Dezenas de filmes estavam à minha disposição, também havia balinhas que eu poderia pegar a qualquer hora, segundo disse a comissária, lá no fundo do avião. Mas não me animei. Também só fui ao banheiro uma vez naquelas 12 horas. Quase 100% do tempo fiquei ali, sozinha, embargada naquela esperança.

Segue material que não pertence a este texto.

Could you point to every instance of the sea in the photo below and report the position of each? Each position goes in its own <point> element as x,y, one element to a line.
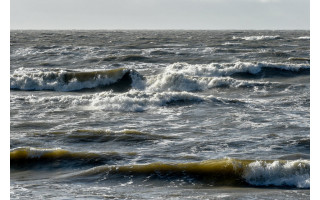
<point>159,114</point>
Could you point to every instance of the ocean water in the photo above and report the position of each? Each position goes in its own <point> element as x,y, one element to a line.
<point>160,115</point>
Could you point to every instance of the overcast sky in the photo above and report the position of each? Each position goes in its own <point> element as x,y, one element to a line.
<point>159,14</point>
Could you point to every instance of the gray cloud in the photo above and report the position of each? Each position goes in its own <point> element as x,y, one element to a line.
<point>160,14</point>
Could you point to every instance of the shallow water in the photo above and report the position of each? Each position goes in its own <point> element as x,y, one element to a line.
<point>160,114</point>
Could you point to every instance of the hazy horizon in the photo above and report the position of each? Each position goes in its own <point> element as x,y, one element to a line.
<point>160,15</point>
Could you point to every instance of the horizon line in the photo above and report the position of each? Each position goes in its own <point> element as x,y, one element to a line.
<point>149,29</point>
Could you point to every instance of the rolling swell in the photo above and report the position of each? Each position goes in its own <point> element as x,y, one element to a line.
<point>118,80</point>
<point>34,158</point>
<point>223,172</point>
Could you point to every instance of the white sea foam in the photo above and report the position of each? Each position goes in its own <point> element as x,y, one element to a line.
<point>304,38</point>
<point>289,173</point>
<point>35,79</point>
<point>259,37</point>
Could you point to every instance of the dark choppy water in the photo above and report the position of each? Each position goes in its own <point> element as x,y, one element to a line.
<point>160,114</point>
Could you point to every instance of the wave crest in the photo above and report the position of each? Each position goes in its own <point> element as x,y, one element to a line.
<point>61,80</point>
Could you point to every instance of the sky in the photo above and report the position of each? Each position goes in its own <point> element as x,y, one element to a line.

A comida veio leve, sem gosto. Esta era uma viagem totalmente diferente. Estava indo mais longe do que jamais fora, e não sabia como aproveitar detalhes como o cheiro do avião, tentar descobrir a nacionalidade dos outros passageiros, curtir a comida com gosto de enlatada, ver filmes novos na telinha, verificar a cada cinco minutos a altitude e a velocidade da aeronave. Todos esses gracejos que sempre desfrutei, desta vez não tinham a menor graça. Porque meu objetivo não era só a diversão de conhecer algo novo. Eu estava viajando para me casar.

***

Em Amsterdan, o avião pousou delicamente, como que não querendo acordar aquela cidade, feita de quarteirões geometricamente alinhados. Acho que todos estavam ainda dormindo, afinal era 1º de janeiro e estava em uma das cidades mais boêmias do mundo. A festa de ano novo ali devia ser daquelas de causar ressaca por uma semana.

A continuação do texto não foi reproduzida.